This lab provides a test environment for the codes generated using the Generative AI classroom.

Follow the instructions below to set up this environment for further use.


# Setup


### Install required libraries

In case of a requirement of installing certain python libraries for use in your task, you may do so as shown below.

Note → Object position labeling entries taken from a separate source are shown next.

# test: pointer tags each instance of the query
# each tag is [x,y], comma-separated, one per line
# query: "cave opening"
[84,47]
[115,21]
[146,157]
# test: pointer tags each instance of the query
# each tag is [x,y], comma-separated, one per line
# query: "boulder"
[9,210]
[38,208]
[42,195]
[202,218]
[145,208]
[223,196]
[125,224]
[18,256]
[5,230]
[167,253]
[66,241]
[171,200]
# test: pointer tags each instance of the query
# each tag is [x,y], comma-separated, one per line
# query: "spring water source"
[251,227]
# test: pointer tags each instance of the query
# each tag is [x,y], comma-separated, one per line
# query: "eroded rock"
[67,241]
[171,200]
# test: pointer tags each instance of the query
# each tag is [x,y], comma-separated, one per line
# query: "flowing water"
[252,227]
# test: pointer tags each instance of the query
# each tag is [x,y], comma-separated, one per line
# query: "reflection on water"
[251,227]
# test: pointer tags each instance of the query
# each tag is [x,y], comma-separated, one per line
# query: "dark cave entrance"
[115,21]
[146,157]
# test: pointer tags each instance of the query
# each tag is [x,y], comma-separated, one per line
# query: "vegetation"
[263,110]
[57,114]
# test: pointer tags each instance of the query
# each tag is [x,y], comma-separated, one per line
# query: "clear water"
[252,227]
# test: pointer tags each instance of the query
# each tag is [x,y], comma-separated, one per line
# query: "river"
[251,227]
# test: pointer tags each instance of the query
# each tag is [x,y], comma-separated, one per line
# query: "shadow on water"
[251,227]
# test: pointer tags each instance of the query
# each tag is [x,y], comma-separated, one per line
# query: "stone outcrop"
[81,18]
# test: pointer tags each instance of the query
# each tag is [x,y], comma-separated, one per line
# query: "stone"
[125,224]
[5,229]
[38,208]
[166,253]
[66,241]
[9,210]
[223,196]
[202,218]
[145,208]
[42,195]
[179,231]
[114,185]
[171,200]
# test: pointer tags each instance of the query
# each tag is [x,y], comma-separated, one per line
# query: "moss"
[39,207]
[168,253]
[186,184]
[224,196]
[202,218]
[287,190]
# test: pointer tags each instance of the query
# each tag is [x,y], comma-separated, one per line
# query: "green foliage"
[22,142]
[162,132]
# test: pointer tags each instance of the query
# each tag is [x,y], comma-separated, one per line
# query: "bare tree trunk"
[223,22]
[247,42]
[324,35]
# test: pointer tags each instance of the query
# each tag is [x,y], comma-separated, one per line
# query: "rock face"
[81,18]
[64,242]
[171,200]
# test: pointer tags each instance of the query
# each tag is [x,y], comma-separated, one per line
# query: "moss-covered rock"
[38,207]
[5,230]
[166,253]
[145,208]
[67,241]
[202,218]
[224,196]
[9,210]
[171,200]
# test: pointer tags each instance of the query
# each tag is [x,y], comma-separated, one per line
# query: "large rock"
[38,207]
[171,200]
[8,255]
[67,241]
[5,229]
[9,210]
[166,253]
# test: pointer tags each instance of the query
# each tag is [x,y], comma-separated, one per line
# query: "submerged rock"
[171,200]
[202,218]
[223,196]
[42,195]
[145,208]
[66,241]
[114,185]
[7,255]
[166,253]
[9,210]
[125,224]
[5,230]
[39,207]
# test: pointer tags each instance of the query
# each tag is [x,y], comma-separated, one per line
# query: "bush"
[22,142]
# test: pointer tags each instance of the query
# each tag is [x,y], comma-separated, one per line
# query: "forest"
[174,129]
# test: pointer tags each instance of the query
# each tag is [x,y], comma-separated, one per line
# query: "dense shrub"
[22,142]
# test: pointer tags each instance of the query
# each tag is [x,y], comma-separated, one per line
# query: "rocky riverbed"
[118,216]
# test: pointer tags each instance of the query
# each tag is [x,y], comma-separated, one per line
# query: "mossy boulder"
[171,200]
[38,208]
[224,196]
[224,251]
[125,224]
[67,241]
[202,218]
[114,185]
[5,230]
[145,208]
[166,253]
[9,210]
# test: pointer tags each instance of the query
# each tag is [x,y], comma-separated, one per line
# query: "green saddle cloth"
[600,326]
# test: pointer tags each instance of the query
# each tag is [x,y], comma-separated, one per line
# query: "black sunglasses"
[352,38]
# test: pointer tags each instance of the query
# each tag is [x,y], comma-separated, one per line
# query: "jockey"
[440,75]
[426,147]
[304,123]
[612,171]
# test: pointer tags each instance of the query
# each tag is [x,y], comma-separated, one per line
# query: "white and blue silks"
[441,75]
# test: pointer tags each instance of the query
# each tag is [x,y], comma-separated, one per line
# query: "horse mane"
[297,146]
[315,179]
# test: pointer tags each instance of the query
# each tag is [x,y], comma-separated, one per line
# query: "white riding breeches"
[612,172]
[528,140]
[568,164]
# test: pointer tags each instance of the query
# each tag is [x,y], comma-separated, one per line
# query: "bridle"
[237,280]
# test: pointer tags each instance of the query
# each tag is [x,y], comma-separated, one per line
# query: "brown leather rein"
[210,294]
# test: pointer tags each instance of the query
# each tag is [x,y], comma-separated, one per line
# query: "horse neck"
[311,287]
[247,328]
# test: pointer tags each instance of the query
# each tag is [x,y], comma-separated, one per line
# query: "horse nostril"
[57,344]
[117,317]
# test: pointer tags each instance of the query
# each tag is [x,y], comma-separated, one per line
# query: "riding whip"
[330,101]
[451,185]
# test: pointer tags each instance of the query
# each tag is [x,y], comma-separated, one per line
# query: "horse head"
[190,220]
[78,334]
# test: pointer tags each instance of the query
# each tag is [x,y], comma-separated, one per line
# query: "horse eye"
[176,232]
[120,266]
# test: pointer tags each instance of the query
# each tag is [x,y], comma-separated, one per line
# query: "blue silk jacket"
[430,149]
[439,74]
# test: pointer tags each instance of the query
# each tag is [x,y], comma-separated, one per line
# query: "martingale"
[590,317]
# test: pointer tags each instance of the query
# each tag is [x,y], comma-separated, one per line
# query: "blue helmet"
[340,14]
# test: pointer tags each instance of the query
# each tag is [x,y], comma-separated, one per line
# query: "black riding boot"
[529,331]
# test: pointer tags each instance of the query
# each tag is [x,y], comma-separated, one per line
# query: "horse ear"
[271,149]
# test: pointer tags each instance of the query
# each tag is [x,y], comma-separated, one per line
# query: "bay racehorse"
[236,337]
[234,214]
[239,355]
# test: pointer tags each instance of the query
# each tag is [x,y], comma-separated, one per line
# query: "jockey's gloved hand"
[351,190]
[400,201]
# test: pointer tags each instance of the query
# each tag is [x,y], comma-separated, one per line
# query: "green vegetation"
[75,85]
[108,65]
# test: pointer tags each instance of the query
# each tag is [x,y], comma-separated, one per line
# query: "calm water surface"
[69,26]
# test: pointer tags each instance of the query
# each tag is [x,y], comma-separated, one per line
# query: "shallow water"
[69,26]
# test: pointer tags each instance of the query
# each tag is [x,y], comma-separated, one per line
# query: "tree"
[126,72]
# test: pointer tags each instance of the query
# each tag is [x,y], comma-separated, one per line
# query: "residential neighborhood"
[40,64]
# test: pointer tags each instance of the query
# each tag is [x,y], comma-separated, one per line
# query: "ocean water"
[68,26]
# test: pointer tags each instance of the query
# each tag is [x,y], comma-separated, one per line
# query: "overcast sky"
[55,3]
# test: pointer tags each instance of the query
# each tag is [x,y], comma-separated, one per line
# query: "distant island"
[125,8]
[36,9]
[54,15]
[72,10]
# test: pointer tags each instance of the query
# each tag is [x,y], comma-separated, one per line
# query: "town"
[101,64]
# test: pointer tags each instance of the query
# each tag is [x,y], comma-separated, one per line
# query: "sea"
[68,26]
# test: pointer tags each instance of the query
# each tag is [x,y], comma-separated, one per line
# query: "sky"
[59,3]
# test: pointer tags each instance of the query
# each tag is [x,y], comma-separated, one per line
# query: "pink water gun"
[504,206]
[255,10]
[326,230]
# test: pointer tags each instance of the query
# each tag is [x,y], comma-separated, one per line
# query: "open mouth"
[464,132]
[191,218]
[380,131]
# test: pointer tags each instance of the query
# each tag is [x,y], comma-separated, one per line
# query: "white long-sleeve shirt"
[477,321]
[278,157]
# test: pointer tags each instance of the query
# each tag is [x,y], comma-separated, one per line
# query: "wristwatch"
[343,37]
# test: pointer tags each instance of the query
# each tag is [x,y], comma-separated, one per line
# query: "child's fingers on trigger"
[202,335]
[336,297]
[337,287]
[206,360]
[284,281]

#### **Note: When I set up this notebook for this SQL gen AI exploration I have to use `python 3 (ipykernel)` it does not work with pyodide kernel/environment.**

In [1]:
!pip install ipython-sql
!pip install ipython-sql prettytable



In [2]:
%load_ext sql

In [3]:
import csv, sqlite3
import prettytable
prettytable.DEFAULT = 'DEFAULT'
#establish connection:
con = sqlite3.connect("my_data2.db")
cur = con.cursor()

In [4]:
!pip install -q pandas

In [5]:
import pandas as pd

In [6]:
%sql sqlite:///my_data2.db

### Dataset URL from the GenAI lab
Use the URL provided in the GenAI lab in the cell below. 


In [7]:
url = 'https://archive.ics.uci.edu/ml/machine-learning-databases/heart-disease/processed.cleveland.data'
column_names = [
    'age', 'sex', 'cp', 'trestbps', 'chol', 'fbs', 'restecg', 'thalach', 'exang', 
    'oldpeak', 'slope', 'ca', 'thal', 'num'
]
#use the url above to read the data as pandas csv
df = pd.read_csv(url, names=column_names)

In [8]:
#conver this to sql so you can use the sql queries:
df.to_sql("cleveland_data", con, if_exists='replace', index=False,method="multi")

303

#### Practicing with Gen AI:
In this script, we are practicing how generative AI prompts work such that it can generate code for SQL queries according to your needs.
In this example, we try to work with the dataset (about heart disease using the url above). We try to use Gen AI by giving it prompts to write SQL commands according to our needs using SQL cell magic commands.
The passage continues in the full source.